I used to think our ghosting was due to the paper lifting as well but truly it comes from fabric shrinking. With the Beaver Tacky the paper remains on the fabric and you peal it off which is very easy to do. Thus if it is by chance from lifting it would resolve the issue as well. 

Curious why do people put a teflon sheet on top of the paper before pressing? We have never done so and curious why others do it.


----------



## weprintdotorg (Mar 31, 2011)

I am not sure what printer you use, but when I first started Sublimation in 2003, we used an Epson 3000 and every time we printed a large graphic with a lot of ink density, the image would come out almost wet-like. We would then put the transfer under the heat press to dry for a minute or two. Because there was so much ink on the paper we had to use a teflon sheet over top the image or some of the ink would bleed through to the other side of the paper and would end up gassing onto our press. Then if you didn't put a teflon sheet over top the next image, the previous gassed image on the press would transfer to other shirts accidentally leaving a ghostly looking transfer on our expensive softlink shirts which were not fixable. Printers are definitely better quality today, than the previous versions, so it may not be much of an issue now days. 

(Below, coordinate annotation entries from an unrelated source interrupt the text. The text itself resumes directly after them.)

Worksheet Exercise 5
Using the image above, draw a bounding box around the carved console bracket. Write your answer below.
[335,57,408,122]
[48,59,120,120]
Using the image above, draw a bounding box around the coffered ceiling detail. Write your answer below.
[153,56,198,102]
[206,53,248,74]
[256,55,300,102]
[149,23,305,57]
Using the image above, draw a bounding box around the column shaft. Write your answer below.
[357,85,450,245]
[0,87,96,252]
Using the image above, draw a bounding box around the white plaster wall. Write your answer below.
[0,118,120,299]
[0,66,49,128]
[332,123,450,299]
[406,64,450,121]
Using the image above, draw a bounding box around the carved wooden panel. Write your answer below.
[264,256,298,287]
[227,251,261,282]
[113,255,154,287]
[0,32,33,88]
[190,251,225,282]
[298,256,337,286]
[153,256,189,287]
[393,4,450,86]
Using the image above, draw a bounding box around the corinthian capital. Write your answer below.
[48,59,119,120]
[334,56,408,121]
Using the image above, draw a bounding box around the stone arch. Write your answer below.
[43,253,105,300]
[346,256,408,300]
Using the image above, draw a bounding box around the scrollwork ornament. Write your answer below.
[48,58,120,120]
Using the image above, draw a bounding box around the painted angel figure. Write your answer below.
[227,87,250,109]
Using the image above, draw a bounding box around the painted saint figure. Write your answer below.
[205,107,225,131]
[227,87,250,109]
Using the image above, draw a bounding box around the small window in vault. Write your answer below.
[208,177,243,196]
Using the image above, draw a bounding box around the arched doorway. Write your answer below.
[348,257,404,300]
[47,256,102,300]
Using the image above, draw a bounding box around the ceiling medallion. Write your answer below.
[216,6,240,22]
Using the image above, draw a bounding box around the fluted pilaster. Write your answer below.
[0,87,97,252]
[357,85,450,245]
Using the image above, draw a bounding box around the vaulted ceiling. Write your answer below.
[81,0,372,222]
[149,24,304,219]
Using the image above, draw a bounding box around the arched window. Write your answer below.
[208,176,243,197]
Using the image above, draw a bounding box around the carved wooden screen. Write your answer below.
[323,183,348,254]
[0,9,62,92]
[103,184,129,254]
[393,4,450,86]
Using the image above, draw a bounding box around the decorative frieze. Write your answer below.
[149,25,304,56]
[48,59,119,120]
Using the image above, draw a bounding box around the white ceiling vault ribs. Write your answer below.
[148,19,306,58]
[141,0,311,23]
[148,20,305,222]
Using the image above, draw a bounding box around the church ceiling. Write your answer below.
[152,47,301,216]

That is why I still use a teflon sheet on my press and to be completely honest I use a piece of a baking sheet on top of the image then put the teflon sheet on top of that. That way if the image does gas out, it will gas out on the baking sheet and not on my teflon sheet, which can be a pain to clean if it gets gassed ink on it. Believe me, you won't know it's on there, until it is too late.


----------



## Riderz Ready (Sep 18, 2008)

weprintdotorg said:


> I am not sure what printer you use, but when I first started Sublimation in 2003, we used an Epson 3000 and every time we printed a large graphic with a lot of ink density, the image would come out almost wet-like. We would then put the transfer under the heat press to dry for a minute or two. Because there was so much ink on the paper we had to use a teflon sheet over top the image or some of the ink would bleed through to the other side of the paper and would end up gassing onto our press. Then if you didn't put a teflon sheet over top the next image, the previous gassed image on the press would transfer to other shirts accidentally leaving a ghostly looking transfer on our expensive softlink shirts which were not fixable. Printers are definitely better quality today, than the previous versions, so it may not be much of an issue now days.
> 
> That is why I still use a teflon sheet on my press and to be completely honest I use a piece of a baking sheet on top of the image then put the teflon sheet on top of that. That way if the image does gas out, it will gas out on the baking sheet and not on my teflon sheet, which can be a pain to clean if it gets gassed ink on it. Believe me, you won't know it's on there, until it is too late.


Makes sense - thx. Just an FYI - the tacky paper eliminates this issue. We used to have the opposite happen once in a while where if ink smear got on the back of a sheet it would blow through to the front. With tacky paper the ink does not go through either way from our experience.


----------